De leur côté, les métiers du conseil doivent se réinventer pour rester au cœur de la relation client. « Les métiers de conseil, qui se régénèrent sans cesse, doivent s’adapter à cette donne pour devenir incontournables dans la relation de confiance avec leurs clients », confirment Cécile Granat et Charles-Antoine Colomb.

Enfin, comme évoqué précédemment, l’analyse et l’interprétation des données textuelles offrent des opportunités encore sous-exploitées, “ouvrant des perspectives incroyables”, expliquait plus haut le directeur IA de JIN. “Une expertise renforcée devient ainsi essentielle pour dissocier ce qui est vrai de ce qui ne l’est pas, ce qui permet d’émerger auprès des bonnes audiences de ce qui ne le permet pas”, soulignent quant à eux les représentants de Hopscotch PR en écho.
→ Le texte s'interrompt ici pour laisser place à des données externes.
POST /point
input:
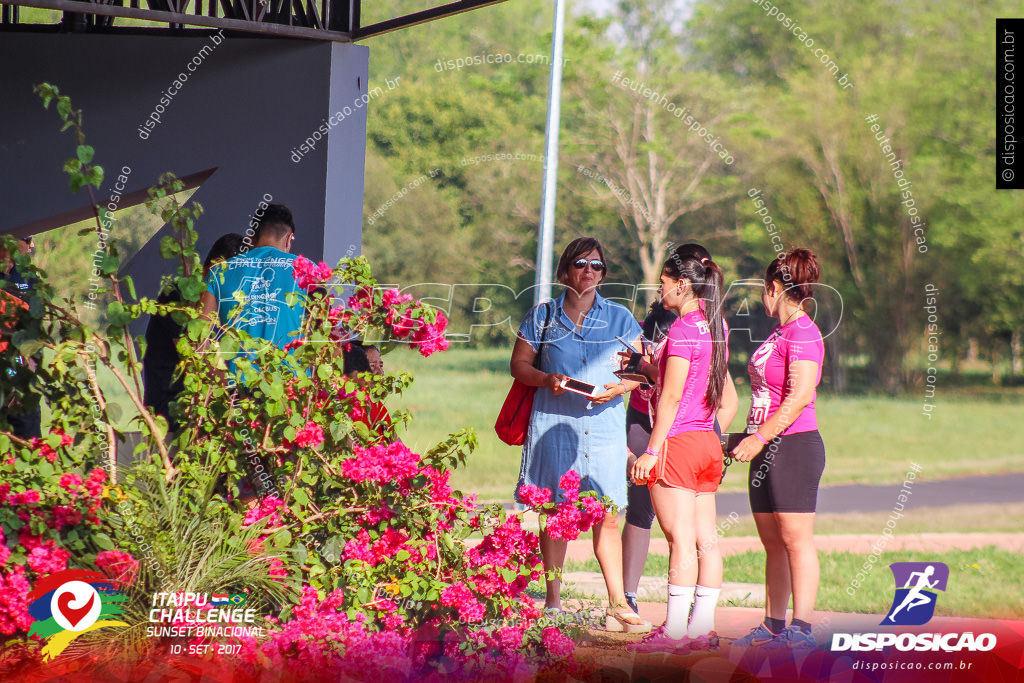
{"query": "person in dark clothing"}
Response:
(161, 358)
(13, 296)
Loin de menacer leur existence, l’IA invite les agences à revaloriser leurs compétences stratégiques et leur créativité pour répondre à des besoins toujours plus complexes et personnalisés.

3. Confidentialité, éthique et avenir : des garde-fous indispensables

Les bouleversements générés par l’IA soulèvent leur lot de questions d’éthique et de confidentialité, auxquelles les acteurs du secteur répondent avec une approche mesurée et stratégique.

Pour Cécile Granat et Charles-Antoine Colomb, dirigeants d’Hopscotch PR, la confidentialité est une priorité dans l’utilisation des outils d’IA générative. Selon eux : « Il existe des enjeux de confidentialité. Les métiers de conseil ne se sont pas jetés sur l’outil sans poser quelques limites et surtout former leurs équipes et s’équiper d’espaces privés pour travailler dans le respect de leurs engagements envers leurs clients. »

De son côté, Alexandre Villeneuve (JIN), met également en avant une approche réfléchie de l’IA, via l’accompagnement des clients vers plus d’autonomie avec des outils comme Canva.

Vers une transformation des relations agences-annonceurs

« La relation entre annonceurs et agences sera clairement mise à l’épreuve dans les années à venir”, prévient Alexandre Villeneuve. “Nous aurons toujours un coup d’avance grâce à notre expertise et notre agilité dans l’adoption des nouvelles technologies (…) Notre valeur résidera toujours dans notre capacité à proposer des solutions toujours plus créatives avec les meilleurs outils pour nous assurer de pousser les meilleurs messages sur les meilleurs leviers aux meilleures cibles.« 

Une observation que partagent Cécile Granat et Charles-Antoine Colomb, en estimant que les métiers du conseil doivent s’adapter pour renforcer leur rôle clé dans la relation de confiance avec les clients.

Si l’IA générative transforme les métiers de la communication, les agences qui réussiront à intégrer ces outils tout en conservant une forte valeur ajoutée humaine resteront incontournables dans un secteur en pleine mutation.